Damavand is a significant mountain in Persian mythology. It is the symbol of Iranian resistance against despotism and foreign rule in Persian poetry and literature. In Zoroastrian texts and mythology, the three-headed dragon Aži Dahāka was chained within Mount Damāvand, there to remain until the end of the world. In a later version of the same legend, the tyrant Zahhāk was also chained in a cave somewhere in Mount Damāvand after being defeated by Kāveh and Fereydūn. Persian poet Ferdowsi depicts this event in his masterpiece, the Shahnameh:He brought Zahhak like a horse to mount Damavand, And tied him at the peak tight and bound.

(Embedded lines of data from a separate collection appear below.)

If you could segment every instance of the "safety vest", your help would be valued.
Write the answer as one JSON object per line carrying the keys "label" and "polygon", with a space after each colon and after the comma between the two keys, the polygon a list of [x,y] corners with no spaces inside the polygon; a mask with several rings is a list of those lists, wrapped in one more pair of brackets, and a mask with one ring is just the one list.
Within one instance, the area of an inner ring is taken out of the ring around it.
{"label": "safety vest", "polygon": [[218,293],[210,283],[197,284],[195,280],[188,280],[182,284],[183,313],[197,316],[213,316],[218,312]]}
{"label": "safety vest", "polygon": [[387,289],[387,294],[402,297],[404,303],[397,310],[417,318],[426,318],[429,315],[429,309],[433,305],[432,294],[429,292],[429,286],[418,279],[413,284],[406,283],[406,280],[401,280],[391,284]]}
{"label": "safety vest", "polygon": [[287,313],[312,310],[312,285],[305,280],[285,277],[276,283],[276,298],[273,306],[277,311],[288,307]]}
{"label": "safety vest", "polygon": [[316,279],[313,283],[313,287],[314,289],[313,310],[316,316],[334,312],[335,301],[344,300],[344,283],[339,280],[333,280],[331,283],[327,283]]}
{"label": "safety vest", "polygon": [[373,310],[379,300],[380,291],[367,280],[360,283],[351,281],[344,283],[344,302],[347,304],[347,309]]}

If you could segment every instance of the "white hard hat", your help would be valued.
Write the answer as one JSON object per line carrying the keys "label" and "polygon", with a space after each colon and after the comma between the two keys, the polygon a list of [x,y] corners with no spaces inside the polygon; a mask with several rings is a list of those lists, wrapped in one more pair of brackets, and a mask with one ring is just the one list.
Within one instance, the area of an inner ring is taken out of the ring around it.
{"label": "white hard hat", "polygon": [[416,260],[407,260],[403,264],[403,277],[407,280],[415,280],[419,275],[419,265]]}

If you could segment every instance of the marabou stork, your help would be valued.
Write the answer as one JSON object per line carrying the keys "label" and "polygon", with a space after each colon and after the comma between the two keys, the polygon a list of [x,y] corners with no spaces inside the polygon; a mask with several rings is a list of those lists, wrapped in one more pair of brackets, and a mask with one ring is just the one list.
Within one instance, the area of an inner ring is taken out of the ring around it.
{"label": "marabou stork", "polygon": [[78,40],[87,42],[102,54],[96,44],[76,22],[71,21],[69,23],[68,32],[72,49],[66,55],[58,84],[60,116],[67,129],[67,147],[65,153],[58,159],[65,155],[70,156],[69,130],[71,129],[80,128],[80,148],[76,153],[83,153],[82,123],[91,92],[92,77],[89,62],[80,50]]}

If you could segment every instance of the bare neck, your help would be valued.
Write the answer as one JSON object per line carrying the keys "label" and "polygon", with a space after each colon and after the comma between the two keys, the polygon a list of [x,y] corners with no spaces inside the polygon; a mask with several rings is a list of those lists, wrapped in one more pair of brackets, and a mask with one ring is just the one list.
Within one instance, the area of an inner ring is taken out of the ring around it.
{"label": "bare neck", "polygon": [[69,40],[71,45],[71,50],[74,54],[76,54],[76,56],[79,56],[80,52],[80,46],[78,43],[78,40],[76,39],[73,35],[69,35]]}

About usAs an alternative theory, (and because Latin scholars do this sort of thing) someone tracked down a 1914 Latin edition of De Finibus
Richard McClintock, a Latin scholar from Hampden-Sydney
The passage experienced a surge in popularity during the 1960s when Letraset used it on their dry-transfer sheets, and again during the 90s as desktop publishers bundled the text with their software
Lorem ipsum is placeholder text commonly used in the graphic, print, and publishing industries for previewing layouts and visual mockups.
Until recently, the prevailing view assumed lorem ipsum was born as a nonsense text. “It's not Latin, though it looks like it, and it actually says nothing,” Before & After magazine answered a curious reader
So how did the classical Latin become so incoherent? According to McClintock, a 15th century typesetter likely scrambled part of Cicero's De Finibus in order to provide placeholder text to mockup.
McClintock's eye for detail certainly helped narrow the whereabouts of lorem ipsum's origin, however, the “how and when” still remain something of a mystery, with competing theories and timelines.
Cicero famously orated against his political opponent Lucius Sergius Catilina. Occasionally the first Oration against Catiline is taken for type specimens: Quo usque tandem abutere, Catilina, patientia nostra? Quam diu etiam furor.
The passage experienced a surge in popularity during the 1960s when Letraset used it on their dry-transfer sheets, and again during the 90s as desktop publishers bundled the text with their software. Today it's seen all around the web;
Edward Norton, a American Actor from Chicago , is credited with discovering the source behind the ubiquitous filler text. In seeing a sample of lorem ipsum, his interest was piqued by consectetur—a genuine, albeit rare, Latin word.
Don't bother typing “lorem ipsum” into Google translate. If you already tried, you may have gotten anything from "NATO" to "China", depending on how you capitalized the letters. The bizarre translation was fodder for conspiracy theories.